My friend the Rev Zolile Mbali, who has died aged 84, was an Anglican priest in the UK and in his native South Africa, from which he was forced to move in the early 1970s.
Zoli was born in Johannesburg to a Xhosa father and a Sotho mother, Elizabeth (nee Makhoatle), a teacher. After his birth his mother took him to live on the family farm beyond Matatiele in the remote Drakensburg foothills of Transkei. He lived there until he was 10, combining herding with learning in isiXhosa and Sesotho. Sent to further his education in Afrikaans, he stayed with a clergyman uncle near Johannesburg, whose curate at the time was Desmond Tutu.
As a teenager Zoli’s formal education was interrupted by the need to support his family, and while working in harsh conditions on a railway tunnel, he contracted typhoid. In hospital he decided to study for the Anglican priesthood, attending St Bede’s theological college in Mthatha and then Fort Hare University.
Zoli moved to the UK in 1969 on a World Council of Churches scholarship to Oxford on Tutu’s recommendation, studying theology at Queen’s College, Oxford. There he met a British woman, Charlotte Lebon, a postgraduate student at St Hugh’s College. Returning to South Africa in 1971, he was ordained in the Natal diocese and undertook parish work before becoming the first black chaplain at Grahamstown’s white theological college in the Eastern Cape.
The couple became engaged, but the apartheid ban on mixed relationships prevented Charlotte from joining Zoli, so in 1973 she moved to Gaborone in Botswana to be nearer to him. A year later he joined her in Botswana after being warned that the South African police were after him. Less than a month later he and Charlotte were married, in 1975.
In Gaborone Zoli combined a post at Botswana Theological Extension Programme with ministry among refugees and rural communities. South Africa having refused to renew his passport, Zoli then became a refugee himself. With cross-border military raids putting the family at risk, he and Charlotte decided to return to the UK in 1981, by which time they had three daughters, Thandiwe, Ma-Jali and Mandisa.

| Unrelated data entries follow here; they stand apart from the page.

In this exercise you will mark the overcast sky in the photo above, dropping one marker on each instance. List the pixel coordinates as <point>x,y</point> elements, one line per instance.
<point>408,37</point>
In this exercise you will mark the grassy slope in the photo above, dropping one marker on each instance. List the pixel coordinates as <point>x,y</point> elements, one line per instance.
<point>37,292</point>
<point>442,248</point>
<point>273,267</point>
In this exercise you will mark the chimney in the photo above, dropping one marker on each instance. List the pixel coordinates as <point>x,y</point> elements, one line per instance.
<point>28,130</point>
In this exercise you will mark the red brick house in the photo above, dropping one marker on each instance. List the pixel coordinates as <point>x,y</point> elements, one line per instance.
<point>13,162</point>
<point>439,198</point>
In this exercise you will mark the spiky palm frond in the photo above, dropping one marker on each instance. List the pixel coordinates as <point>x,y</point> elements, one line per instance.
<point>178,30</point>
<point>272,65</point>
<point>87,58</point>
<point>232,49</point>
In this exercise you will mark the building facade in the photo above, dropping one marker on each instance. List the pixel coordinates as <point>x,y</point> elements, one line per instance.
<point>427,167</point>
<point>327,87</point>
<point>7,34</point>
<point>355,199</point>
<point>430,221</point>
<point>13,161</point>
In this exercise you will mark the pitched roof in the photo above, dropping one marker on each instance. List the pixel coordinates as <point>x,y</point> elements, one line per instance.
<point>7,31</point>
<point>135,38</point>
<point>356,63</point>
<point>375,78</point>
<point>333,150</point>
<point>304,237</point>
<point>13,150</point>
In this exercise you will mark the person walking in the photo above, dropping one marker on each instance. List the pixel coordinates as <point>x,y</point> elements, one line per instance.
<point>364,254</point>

On his arrival Zoli was appointed vicar of All Saints’ church in Preston-on-Tees in County Durham, before moving to parish ministry in Leicestershire in 1984, serving first as curate in the Leicester suburb of Knighton and then as vicar to four rural village churches known as “the Langtons” near Market Harborough.
His excoriating book, The Churches and Racism: A Black South African Perspective, published in 1987, was based on a PhD he had recently completed at the University of Leeds.
From 1988 to 1992 Zoli worked as a pioneering diocesan community relations officer in Leicester, and he was made a canon of Leicester Cathedral in 1990.
Once apartheid fell, he and his family went back to South Africa in 1993, settling in Durban, where Charlotte joined the staff of Natal University while Zoli ministered to parishioners stigmatised by HIV/Aids and Anglican students at the university.
A gentle and courageous man with a great gift for storytelling, he retired from the ministry in 2003 and would later survive a serious criminal assault and several bouts of ill-health. In 2017 his daughters persuaded him to retire to the UK with Charlotte to be nearer their grandchildren. Suffering from dementia, he spent his last days in St Anselm’s nursing home in Walmer, Kent.
He is survived by Charlotte, their daughters and five grandchildren.